Glenys had checked with some people to see if it would be okay to crash the party. When she got a mild affirmation that yeah it would possibly maybe be okay, crash the party is just what we did. Buy “crash” I mean Canadian crash… that is, go up to the women at the front desk who have the guest lists, confess that your name isn’t on it and ask politely if you can go in anyway. Hey, it worked. After a thorough bag search, we were in.

The Americans went all out. There were red, white and blue balloons everywhere, life-size cardboard cut-outs of the candidates (see below), signs outlining the history of the presidential and vice-presidential candidates, two giant jumbotrons showing CNN, buttons, stickers, food, a voting ballot and, oh yeah, a marching band. Yes.

The crowd was mostly Sri Lankans when we got there. By the time the election was called about an hour and a half later, I would say there was an even mix of white and brown faces. It was thrilling to watch history in the making. To see the cheering crowds on the screen and the tears on Jesse Jackson’s face and then to watch the concession and acceptance speeches was nothing short of moving. The energy around the election isn’t as high here but you could still feel it in the room once the decision was in.

I was thankful (again) for the wonder of technology too and my ability to watch it in real time and (because I had brought my laptop with me) to Skype along with the friends and family I’d be watching it with at home.  It was almost like being there.

So a change is upon us. The room erupted when the decision was announced and the band started playing again. It was a decidedly democratic crowd (Obama won the in-party election something like 216 to 36; although I think I was sitting next to two of the 36 – a sour looking couple who didn’t crack a smile all morning.)

I am sad that I’m going to miss all the post-election analysis. I wish I was back in Toronto on Wednesday morning (right now, actually) to watch the Today Show’s Matt Lauer pronounce the winner again. I wish Tim Russert was alive to give us his thoughts. But alas, I’ll have to read all of it on the web and just savour the excitement of this morning.

Change is good.

Yes they did.

Me, Barack and Joe

Me, Barack and Joe

Nope, Nothing

November 3, 2008

It’s been a week since I posted and I still have nothing to say. Nothing exciting is happening. On Friday night I went to Oktoberfest. Kitchener, Ontario is about an hour from Toronto, where I live, and it has the biggest Oktoberfest in the world outside of Germany. I’ve never been. I had to travel to Sri Lanka of all places to go to my first Oktoberfest event. Even though I don’t drink beer (I did that night) it was still fun. The event took place outside the Hilton Hotel in a giant tent. There was beer, of course, and delicious food (apparently — I’d gone for dinner beforehand) and a rather good oom-pah-pah band. The crowd was a nice mix of expats and Sri Lankans, all of whom seemed to be having a grand old time. There was dancing aplenty and Andy, one of the guys on the soccer team, was leading the charge. Andy is usually very earnest and sweet. On Friday, he was a dancing fool — and the man’s got moves! He was up on the table doing soft shoe, down on the dancefloor high kicking and when he wasn’t dancing he was doing less-than-magical magic tricks. It was all a lot of fun. If I couldn’t do Halloween, this was definitely a good second option.
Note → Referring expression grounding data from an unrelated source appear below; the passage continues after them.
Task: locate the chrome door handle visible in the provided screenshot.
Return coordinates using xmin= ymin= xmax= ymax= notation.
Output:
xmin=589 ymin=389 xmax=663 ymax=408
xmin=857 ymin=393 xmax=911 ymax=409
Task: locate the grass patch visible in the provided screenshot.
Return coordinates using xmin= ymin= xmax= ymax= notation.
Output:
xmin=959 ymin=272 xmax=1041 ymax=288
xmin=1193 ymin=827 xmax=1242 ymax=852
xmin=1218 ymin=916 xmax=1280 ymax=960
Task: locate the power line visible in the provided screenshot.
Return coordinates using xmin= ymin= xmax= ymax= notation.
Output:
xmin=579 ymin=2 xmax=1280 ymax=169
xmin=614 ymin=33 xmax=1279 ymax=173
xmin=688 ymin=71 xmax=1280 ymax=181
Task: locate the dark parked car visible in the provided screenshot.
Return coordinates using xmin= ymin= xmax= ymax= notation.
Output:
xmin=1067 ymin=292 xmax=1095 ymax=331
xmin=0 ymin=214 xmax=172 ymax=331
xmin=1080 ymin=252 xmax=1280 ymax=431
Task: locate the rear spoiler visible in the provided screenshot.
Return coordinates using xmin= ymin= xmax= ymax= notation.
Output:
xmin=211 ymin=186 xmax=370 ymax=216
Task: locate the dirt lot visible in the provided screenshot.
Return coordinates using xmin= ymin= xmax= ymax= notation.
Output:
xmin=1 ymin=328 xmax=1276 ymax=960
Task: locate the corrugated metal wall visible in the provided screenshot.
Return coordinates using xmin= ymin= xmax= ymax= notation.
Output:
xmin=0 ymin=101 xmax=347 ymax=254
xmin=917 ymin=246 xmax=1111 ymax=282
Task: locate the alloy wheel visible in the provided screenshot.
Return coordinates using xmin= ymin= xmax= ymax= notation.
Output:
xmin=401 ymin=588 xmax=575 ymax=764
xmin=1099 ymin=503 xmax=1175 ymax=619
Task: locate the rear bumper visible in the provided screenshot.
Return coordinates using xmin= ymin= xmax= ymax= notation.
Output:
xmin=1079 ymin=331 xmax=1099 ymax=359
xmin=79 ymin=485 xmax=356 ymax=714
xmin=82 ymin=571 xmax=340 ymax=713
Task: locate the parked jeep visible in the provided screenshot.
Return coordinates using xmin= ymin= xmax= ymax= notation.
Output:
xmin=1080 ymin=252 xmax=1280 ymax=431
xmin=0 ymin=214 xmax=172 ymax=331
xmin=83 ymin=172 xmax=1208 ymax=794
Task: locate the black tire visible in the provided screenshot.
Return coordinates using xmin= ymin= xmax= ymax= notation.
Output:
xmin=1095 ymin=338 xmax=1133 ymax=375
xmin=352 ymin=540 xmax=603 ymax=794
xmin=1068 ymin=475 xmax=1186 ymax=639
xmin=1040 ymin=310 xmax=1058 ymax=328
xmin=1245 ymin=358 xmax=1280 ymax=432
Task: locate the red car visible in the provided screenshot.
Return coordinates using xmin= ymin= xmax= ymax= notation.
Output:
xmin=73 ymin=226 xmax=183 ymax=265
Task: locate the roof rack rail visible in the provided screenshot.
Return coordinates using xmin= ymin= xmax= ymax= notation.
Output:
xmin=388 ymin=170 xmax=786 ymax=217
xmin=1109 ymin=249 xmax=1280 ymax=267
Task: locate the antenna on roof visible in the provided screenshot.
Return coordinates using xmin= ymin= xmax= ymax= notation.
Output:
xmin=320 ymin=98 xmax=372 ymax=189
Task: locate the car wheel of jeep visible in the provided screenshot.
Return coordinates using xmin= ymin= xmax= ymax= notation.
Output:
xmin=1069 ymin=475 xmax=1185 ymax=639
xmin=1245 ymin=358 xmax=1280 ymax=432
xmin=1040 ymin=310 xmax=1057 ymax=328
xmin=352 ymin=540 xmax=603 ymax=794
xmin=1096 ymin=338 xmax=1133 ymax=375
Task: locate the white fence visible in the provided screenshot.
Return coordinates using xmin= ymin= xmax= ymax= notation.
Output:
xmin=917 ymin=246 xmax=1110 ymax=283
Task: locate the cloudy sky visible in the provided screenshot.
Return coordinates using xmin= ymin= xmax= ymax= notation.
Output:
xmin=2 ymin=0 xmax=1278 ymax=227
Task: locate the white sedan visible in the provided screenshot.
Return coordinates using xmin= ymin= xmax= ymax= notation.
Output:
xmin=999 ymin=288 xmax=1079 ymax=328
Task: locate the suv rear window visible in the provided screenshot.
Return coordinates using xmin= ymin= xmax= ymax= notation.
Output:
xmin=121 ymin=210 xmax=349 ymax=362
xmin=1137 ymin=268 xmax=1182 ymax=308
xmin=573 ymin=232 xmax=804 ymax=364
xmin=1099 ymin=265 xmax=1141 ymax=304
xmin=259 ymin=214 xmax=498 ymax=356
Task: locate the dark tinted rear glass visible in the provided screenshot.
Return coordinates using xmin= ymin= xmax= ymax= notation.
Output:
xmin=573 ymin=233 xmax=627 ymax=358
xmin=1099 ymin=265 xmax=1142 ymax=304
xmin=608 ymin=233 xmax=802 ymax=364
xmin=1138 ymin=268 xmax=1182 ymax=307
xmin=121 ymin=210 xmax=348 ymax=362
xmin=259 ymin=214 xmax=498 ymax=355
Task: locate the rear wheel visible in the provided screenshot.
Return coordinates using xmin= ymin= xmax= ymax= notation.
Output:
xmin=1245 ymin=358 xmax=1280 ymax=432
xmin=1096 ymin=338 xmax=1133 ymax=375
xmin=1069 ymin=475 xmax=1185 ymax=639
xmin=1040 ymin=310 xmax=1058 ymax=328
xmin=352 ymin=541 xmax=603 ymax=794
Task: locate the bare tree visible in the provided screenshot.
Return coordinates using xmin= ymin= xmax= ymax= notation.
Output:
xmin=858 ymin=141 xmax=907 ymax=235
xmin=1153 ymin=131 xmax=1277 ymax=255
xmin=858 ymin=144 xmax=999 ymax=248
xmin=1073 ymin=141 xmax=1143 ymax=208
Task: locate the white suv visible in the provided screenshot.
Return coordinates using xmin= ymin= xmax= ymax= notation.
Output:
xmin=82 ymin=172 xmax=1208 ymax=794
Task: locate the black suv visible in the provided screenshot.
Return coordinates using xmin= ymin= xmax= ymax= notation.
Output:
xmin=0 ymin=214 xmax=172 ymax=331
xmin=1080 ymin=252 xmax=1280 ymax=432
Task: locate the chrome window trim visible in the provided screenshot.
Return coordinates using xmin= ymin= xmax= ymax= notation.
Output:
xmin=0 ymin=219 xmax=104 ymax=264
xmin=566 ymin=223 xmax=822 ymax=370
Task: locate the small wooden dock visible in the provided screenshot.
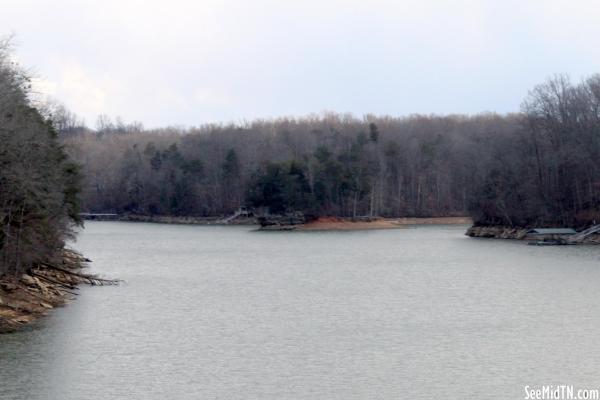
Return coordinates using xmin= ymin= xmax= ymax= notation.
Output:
xmin=526 ymin=225 xmax=600 ymax=245
xmin=79 ymin=213 xmax=119 ymax=221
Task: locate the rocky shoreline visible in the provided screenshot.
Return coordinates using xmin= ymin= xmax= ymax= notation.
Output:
xmin=84 ymin=213 xmax=258 ymax=225
xmin=260 ymin=216 xmax=473 ymax=231
xmin=466 ymin=226 xmax=529 ymax=239
xmin=466 ymin=225 xmax=600 ymax=243
xmin=84 ymin=213 xmax=475 ymax=230
xmin=0 ymin=250 xmax=116 ymax=334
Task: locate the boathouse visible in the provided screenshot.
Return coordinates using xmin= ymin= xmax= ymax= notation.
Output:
xmin=526 ymin=228 xmax=576 ymax=241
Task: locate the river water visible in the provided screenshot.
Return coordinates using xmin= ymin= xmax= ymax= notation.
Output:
xmin=2 ymin=222 xmax=600 ymax=399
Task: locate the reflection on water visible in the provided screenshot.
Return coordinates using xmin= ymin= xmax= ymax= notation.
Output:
xmin=1 ymin=222 xmax=600 ymax=399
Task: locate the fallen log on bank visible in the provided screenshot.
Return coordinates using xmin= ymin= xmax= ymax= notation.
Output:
xmin=0 ymin=249 xmax=118 ymax=333
xmin=566 ymin=224 xmax=600 ymax=244
xmin=38 ymin=263 xmax=120 ymax=286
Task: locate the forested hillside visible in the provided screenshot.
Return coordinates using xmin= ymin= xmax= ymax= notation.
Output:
xmin=471 ymin=75 xmax=600 ymax=227
xmin=61 ymin=74 xmax=600 ymax=229
xmin=0 ymin=41 xmax=81 ymax=276
xmin=63 ymin=114 xmax=514 ymax=218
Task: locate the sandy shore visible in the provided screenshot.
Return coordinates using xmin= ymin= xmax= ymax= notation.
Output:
xmin=297 ymin=216 xmax=472 ymax=231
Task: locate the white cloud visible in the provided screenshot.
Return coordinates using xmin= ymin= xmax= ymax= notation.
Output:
xmin=36 ymin=61 xmax=122 ymax=125
xmin=193 ymin=88 xmax=232 ymax=107
xmin=2 ymin=0 xmax=600 ymax=127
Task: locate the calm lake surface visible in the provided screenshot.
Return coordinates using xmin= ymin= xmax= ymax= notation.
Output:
xmin=2 ymin=222 xmax=600 ymax=399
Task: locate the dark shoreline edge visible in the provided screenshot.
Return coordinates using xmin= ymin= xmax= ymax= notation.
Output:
xmin=83 ymin=214 xmax=258 ymax=225
xmin=466 ymin=225 xmax=600 ymax=244
xmin=83 ymin=214 xmax=473 ymax=230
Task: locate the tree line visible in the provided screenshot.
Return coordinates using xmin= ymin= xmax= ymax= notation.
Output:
xmin=61 ymin=113 xmax=504 ymax=219
xmin=0 ymin=40 xmax=82 ymax=276
xmin=3 ymin=36 xmax=598 ymax=273
xmin=59 ymin=74 xmax=600 ymax=229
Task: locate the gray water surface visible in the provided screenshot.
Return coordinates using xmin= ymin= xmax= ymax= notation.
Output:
xmin=2 ymin=222 xmax=600 ymax=399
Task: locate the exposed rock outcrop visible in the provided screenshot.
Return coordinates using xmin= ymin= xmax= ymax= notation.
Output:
xmin=466 ymin=226 xmax=528 ymax=239
xmin=258 ymin=212 xmax=309 ymax=230
xmin=466 ymin=225 xmax=600 ymax=243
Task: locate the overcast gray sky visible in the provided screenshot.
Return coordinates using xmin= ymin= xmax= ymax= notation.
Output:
xmin=1 ymin=0 xmax=599 ymax=128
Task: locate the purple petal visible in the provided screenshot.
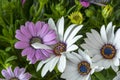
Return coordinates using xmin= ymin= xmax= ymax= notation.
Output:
xmin=31 ymin=56 xmax=37 ymax=64
xmin=15 ymin=68 xmax=26 ymax=78
xmin=27 ymin=48 xmax=35 ymax=60
xmin=1 ymin=70 xmax=11 ymax=79
xmin=41 ymin=49 xmax=51 ymax=58
xmin=7 ymin=67 xmax=14 ymax=77
xmin=28 ymin=22 xmax=36 ymax=36
xmin=15 ymin=41 xmax=29 ymax=49
xmin=40 ymin=24 xmax=49 ymax=38
xmin=21 ymin=47 xmax=32 ymax=56
xmin=35 ymin=21 xmax=45 ymax=36
xmin=20 ymin=25 xmax=32 ymax=39
xmin=25 ymin=21 xmax=31 ymax=27
xmin=19 ymin=68 xmax=25 ymax=75
xmin=14 ymin=67 xmax=20 ymax=77
xmin=43 ymin=32 xmax=57 ymax=43
xmin=15 ymin=30 xmax=29 ymax=42
xmin=35 ymin=50 xmax=46 ymax=60
xmin=22 ymin=73 xmax=32 ymax=80
xmin=44 ymin=40 xmax=58 ymax=45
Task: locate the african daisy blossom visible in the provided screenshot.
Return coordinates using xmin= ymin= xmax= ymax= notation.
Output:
xmin=61 ymin=49 xmax=98 ymax=80
xmin=1 ymin=67 xmax=31 ymax=80
xmin=36 ymin=17 xmax=83 ymax=77
xmin=15 ymin=21 xmax=57 ymax=64
xmin=81 ymin=22 xmax=120 ymax=72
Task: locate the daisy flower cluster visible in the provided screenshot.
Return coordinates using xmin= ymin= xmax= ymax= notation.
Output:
xmin=1 ymin=0 xmax=120 ymax=80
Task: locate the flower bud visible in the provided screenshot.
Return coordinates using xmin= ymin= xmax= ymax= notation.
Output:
xmin=68 ymin=11 xmax=83 ymax=24
xmin=102 ymin=5 xmax=113 ymax=19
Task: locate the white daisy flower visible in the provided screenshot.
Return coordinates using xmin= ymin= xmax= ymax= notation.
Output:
xmin=81 ymin=22 xmax=120 ymax=72
xmin=61 ymin=49 xmax=97 ymax=80
xmin=113 ymin=71 xmax=120 ymax=80
xmin=36 ymin=17 xmax=83 ymax=77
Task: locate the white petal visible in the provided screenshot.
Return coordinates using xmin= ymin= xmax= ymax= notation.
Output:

In other news, we hired a communications specialist today and I’m really happy about it. I think she’s going to do a great job and we’ll get along well. It means I get to hunker down and really sink my teeth into this job, which is what I’m here for. I’m heading to Vietnam for two weeks on Sunday so she doesn’t start until I get back. Hopefully while I’m gone I’ll have lots of great stuff to write about to you. None of it involving cockroaches (fingers crossed).